# UPN Stack Calculator



## Need_Help1993 (12. Nov 2011)

Huhu Männer 
Ich soll einen kleinen Stack Taschenrechner erstellen.
Das ganze bassiert auf der umgekehrten Polnischen Notation.
Also z.B. 1+2 = 12+ 

Dazu soll ich eine Klasse StackCalculator erstellen.
push() nimmt eine neue Zahl in den Stack auf
pop() hebt das Ergebnis (Zahl mit Index 0 im Stack) ab.

mit void add(), void sub(), void mul() und void div() kann man die Rechnugnegn ausführen.

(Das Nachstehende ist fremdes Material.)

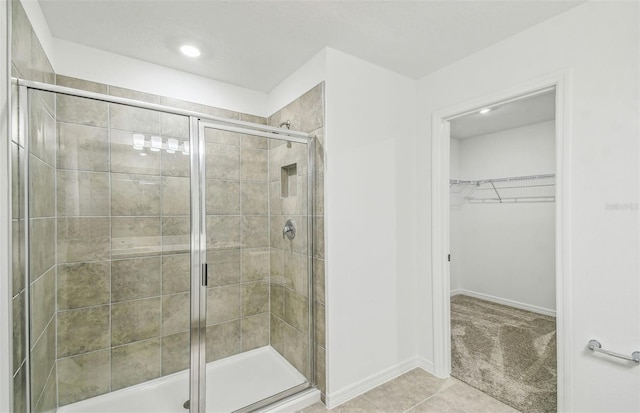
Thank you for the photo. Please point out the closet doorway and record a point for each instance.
(498, 267)
(502, 245)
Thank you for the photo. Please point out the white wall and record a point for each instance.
(75, 60)
(506, 252)
(370, 316)
(599, 43)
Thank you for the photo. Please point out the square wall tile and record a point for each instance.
(135, 237)
(223, 304)
(126, 159)
(276, 336)
(43, 358)
(83, 330)
(42, 188)
(135, 320)
(83, 284)
(135, 195)
(176, 235)
(83, 147)
(255, 298)
(136, 278)
(254, 165)
(255, 331)
(296, 349)
(176, 193)
(222, 197)
(175, 164)
(255, 142)
(223, 232)
(224, 267)
(84, 376)
(255, 264)
(83, 239)
(42, 127)
(222, 161)
(319, 322)
(175, 273)
(82, 193)
(223, 340)
(277, 266)
(43, 301)
(81, 111)
(175, 352)
(135, 363)
(255, 232)
(296, 272)
(296, 310)
(175, 313)
(42, 245)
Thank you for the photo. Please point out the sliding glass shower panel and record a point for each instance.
(257, 318)
(110, 252)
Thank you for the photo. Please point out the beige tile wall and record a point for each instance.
(121, 283)
(122, 246)
(123, 223)
(30, 62)
(289, 288)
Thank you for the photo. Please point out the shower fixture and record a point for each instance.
(156, 144)
(286, 124)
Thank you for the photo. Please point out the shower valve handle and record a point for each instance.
(289, 229)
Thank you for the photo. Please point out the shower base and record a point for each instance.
(232, 383)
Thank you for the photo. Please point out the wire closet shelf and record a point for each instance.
(517, 189)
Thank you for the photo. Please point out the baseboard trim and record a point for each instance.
(504, 301)
(344, 395)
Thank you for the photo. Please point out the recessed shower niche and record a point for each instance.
(289, 180)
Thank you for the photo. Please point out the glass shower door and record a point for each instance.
(258, 311)
(109, 255)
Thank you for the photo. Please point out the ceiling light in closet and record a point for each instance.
(189, 50)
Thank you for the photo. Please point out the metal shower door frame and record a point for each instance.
(199, 258)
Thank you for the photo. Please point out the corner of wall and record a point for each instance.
(304, 78)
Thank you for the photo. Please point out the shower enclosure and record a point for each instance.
(168, 255)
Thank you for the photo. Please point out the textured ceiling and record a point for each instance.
(257, 44)
(523, 112)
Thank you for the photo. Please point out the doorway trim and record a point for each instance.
(440, 147)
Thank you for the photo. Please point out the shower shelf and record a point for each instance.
(517, 189)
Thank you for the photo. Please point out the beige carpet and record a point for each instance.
(507, 353)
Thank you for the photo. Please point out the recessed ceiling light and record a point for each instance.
(189, 50)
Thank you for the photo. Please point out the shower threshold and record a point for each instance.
(232, 383)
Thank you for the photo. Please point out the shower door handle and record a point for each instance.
(205, 272)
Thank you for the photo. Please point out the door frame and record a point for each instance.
(440, 267)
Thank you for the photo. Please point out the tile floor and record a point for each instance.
(419, 392)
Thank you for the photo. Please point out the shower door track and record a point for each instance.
(232, 125)
(197, 121)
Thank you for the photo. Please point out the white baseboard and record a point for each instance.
(354, 390)
(504, 301)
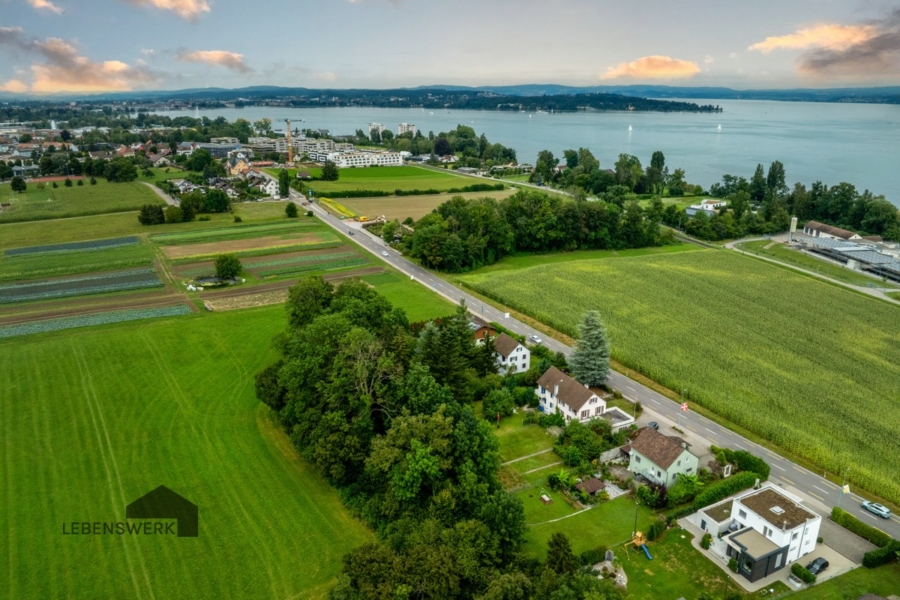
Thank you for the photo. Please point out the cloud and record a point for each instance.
(15, 86)
(188, 9)
(45, 5)
(222, 58)
(64, 70)
(653, 67)
(830, 36)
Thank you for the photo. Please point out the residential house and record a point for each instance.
(481, 328)
(660, 458)
(816, 229)
(763, 529)
(512, 356)
(559, 393)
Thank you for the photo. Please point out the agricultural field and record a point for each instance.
(49, 203)
(795, 258)
(790, 358)
(400, 207)
(98, 417)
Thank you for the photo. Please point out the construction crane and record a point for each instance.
(290, 143)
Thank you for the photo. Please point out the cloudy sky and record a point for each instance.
(50, 46)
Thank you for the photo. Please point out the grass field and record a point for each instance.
(400, 207)
(385, 179)
(96, 418)
(49, 203)
(795, 258)
(789, 358)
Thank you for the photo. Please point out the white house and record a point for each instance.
(660, 458)
(764, 530)
(560, 393)
(512, 357)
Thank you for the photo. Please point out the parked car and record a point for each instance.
(877, 509)
(817, 566)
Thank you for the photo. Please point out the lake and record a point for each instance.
(856, 143)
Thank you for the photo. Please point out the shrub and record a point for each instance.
(863, 530)
(800, 572)
(227, 266)
(174, 215)
(882, 556)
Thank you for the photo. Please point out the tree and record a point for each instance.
(228, 266)
(284, 183)
(560, 557)
(590, 360)
(151, 214)
(330, 171)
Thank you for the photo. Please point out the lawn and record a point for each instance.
(50, 203)
(795, 258)
(790, 358)
(608, 524)
(386, 179)
(95, 418)
(400, 207)
(419, 302)
(882, 581)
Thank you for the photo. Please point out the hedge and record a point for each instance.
(863, 530)
(724, 488)
(882, 556)
(800, 572)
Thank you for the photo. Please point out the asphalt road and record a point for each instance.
(819, 493)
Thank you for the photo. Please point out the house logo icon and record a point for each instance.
(163, 503)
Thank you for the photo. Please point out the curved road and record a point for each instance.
(818, 492)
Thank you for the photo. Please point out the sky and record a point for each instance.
(88, 46)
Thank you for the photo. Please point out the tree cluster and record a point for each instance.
(464, 234)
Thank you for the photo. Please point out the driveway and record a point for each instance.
(843, 541)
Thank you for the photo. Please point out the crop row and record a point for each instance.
(287, 247)
(74, 246)
(338, 208)
(116, 316)
(324, 266)
(228, 233)
(79, 286)
(809, 366)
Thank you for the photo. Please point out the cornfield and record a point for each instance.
(807, 365)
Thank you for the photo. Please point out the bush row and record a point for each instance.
(863, 530)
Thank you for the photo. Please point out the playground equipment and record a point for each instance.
(638, 541)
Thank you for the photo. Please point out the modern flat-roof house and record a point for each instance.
(512, 356)
(560, 393)
(816, 229)
(660, 458)
(764, 530)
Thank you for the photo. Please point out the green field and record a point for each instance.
(95, 418)
(790, 358)
(795, 258)
(386, 179)
(49, 203)
(38, 266)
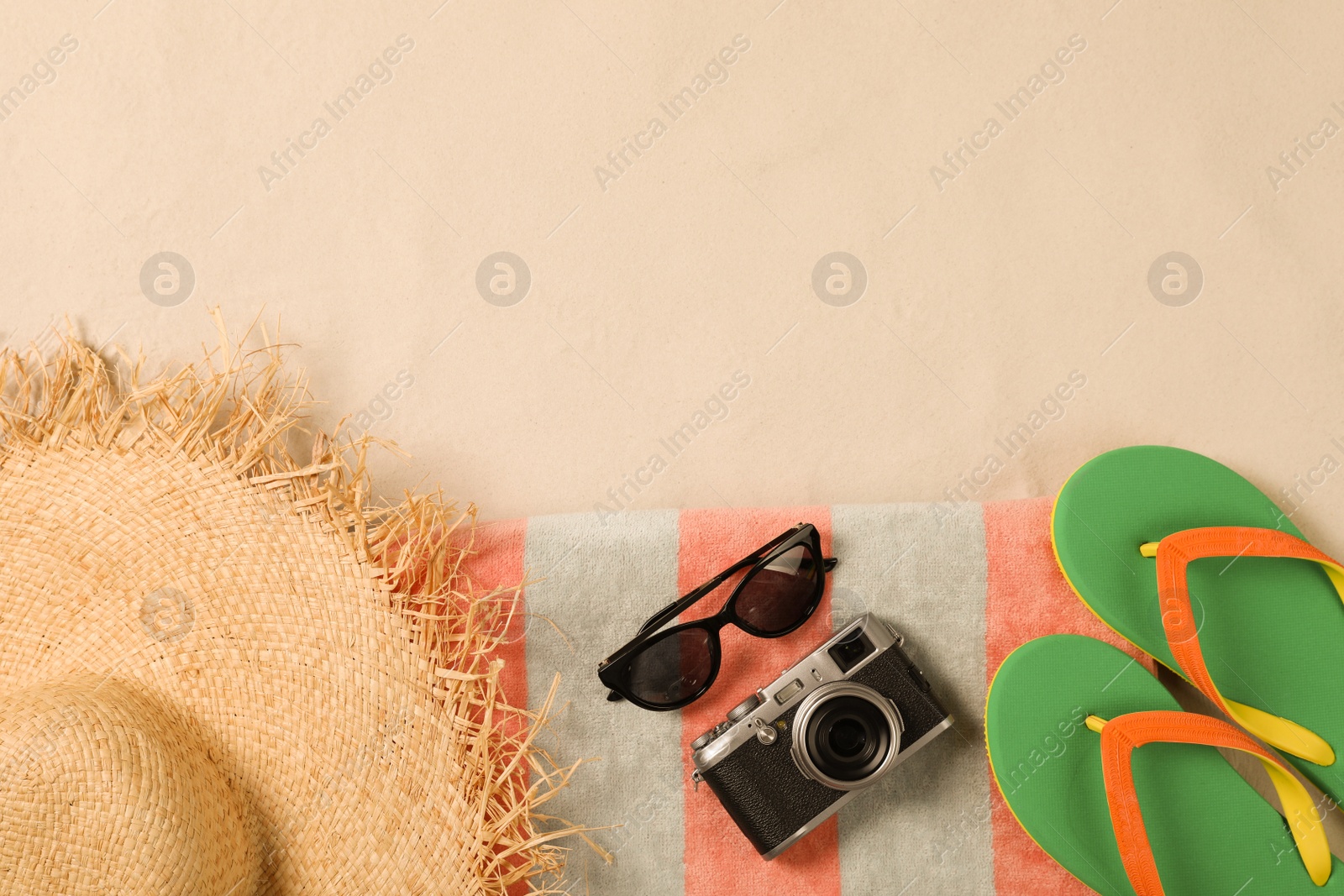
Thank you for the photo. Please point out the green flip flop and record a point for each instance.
(1195, 566)
(1116, 783)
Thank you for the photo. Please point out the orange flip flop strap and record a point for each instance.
(1124, 734)
(1173, 557)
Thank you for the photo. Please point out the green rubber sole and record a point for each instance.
(1211, 832)
(1272, 629)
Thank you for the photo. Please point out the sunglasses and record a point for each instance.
(669, 668)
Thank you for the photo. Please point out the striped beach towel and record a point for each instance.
(963, 587)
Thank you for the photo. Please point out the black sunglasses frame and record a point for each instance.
(615, 671)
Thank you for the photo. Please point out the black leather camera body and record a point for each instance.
(793, 752)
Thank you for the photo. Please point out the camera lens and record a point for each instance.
(847, 735)
(848, 738)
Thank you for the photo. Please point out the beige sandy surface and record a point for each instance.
(669, 177)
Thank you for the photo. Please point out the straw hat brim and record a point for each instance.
(339, 723)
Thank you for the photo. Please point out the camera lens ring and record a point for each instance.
(816, 703)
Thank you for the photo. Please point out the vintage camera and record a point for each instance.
(796, 752)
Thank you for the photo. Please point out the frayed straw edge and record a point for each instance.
(239, 410)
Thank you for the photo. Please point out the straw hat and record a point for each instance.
(222, 673)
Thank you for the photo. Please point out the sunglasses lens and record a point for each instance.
(780, 594)
(672, 668)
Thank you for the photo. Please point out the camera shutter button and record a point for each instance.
(743, 708)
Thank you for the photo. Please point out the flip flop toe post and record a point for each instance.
(1195, 566)
(1112, 779)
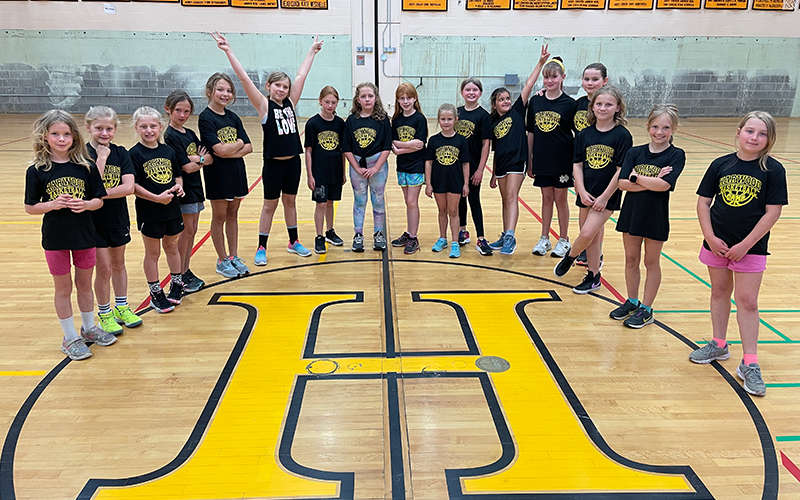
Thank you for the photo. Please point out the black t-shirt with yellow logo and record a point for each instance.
(366, 137)
(509, 141)
(448, 155)
(63, 229)
(646, 213)
(156, 171)
(405, 129)
(741, 192)
(114, 212)
(551, 122)
(325, 140)
(601, 154)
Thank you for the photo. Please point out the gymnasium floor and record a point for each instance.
(354, 376)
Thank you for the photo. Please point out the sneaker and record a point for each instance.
(455, 250)
(379, 241)
(561, 249)
(640, 318)
(751, 378)
(590, 282)
(623, 311)
(564, 265)
(402, 240)
(483, 247)
(319, 245)
(299, 249)
(411, 246)
(358, 242)
(260, 259)
(542, 246)
(225, 268)
(509, 245)
(98, 336)
(76, 349)
(440, 245)
(125, 316)
(109, 324)
(159, 302)
(333, 238)
(709, 352)
(497, 245)
(175, 293)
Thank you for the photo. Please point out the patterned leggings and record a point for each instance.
(376, 185)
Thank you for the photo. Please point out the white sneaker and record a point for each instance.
(561, 249)
(543, 246)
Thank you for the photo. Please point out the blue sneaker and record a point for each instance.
(261, 257)
(299, 249)
(498, 245)
(455, 250)
(440, 245)
(509, 245)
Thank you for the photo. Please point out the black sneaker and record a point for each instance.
(623, 311)
(564, 265)
(333, 238)
(402, 240)
(159, 302)
(590, 282)
(319, 244)
(639, 319)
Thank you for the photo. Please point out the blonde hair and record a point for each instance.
(151, 112)
(619, 116)
(378, 112)
(41, 148)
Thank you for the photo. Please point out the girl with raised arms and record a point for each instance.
(510, 153)
(282, 148)
(739, 200)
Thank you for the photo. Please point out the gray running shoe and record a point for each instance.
(709, 353)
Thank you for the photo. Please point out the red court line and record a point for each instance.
(790, 466)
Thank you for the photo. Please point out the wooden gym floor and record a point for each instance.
(354, 376)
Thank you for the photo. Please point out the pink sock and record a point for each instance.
(750, 358)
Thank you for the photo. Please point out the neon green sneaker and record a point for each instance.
(109, 324)
(125, 316)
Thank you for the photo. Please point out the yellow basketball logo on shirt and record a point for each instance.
(502, 128)
(581, 122)
(406, 133)
(111, 176)
(158, 170)
(599, 156)
(547, 121)
(227, 135)
(465, 128)
(738, 190)
(365, 136)
(66, 185)
(328, 140)
(647, 170)
(447, 155)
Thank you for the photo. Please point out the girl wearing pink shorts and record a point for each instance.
(740, 199)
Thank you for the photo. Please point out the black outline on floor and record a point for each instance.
(771, 476)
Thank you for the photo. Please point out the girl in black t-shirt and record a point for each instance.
(511, 152)
(158, 212)
(599, 151)
(648, 174)
(325, 165)
(192, 156)
(65, 186)
(409, 133)
(281, 170)
(740, 199)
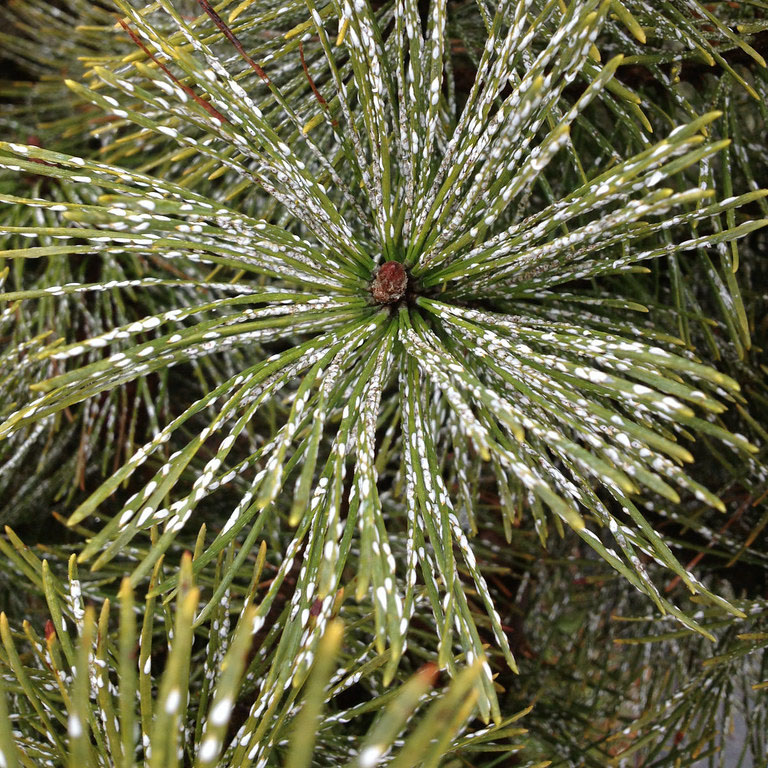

WICHTIG: Ein Rechenaufruf nimmt immer die ersten Beiden Zahlen vom Stack!

1-2*3 wäre also push(1), push(2), push(3), mul(), sub(), pop()

so weit verstehe ich das ganze auch prima. 
Ich weiß nur nicht so recht wie ich das ganze implementieren soll.... 
ich habe da mal einen kleinen Anfang, der in meinen AUgen allerdings nicht sehr vielversprechend ist....


```
import java.util.LinkedList;

public class StackCalculator extends LinkedList<Double>{
	void LinkedList() {}

	public void push(int a){}
		
public static void main(String[] args){
	}
}
```

wäre echt nett, wenn mir da jemand weiterhelfen könnte


----------



## Need_Help1993 (12. Nov 2011)

habe nun ein stückchen weiter gemacht.... aber so wird das immer noch nichts.... 

```
import java.util.LinkedList;

public class StackCalculator extends LinkedList<Double>{
	void LinkedList() {}

	public int push(int a){
		push(1);
		push(2);
		push(3);
		pop();
		return a;
		}
	
	void add (){
		return(a+b);}
	void sub(){
		return (b-a);}
	void mul(){
		return (a*b);}
	void div(){
		return (b/a);}

		
	public static void main(String[] args)
    {
	StackCalculator sc = new StackCalculator();
	Gui gui = new Gui(sc);
    }
}
```

für weitere Hilfe wäre ich euch sehr verbunden


----------



## Manu3991 (13. Nov 2011)

Also du musst eigentlich lediglich die 4 Methoden void add(), void sub(), void mul(), void div() implementieren. Die Aufgabe ist eigentlich recht einfach aber kompliziert gestellt.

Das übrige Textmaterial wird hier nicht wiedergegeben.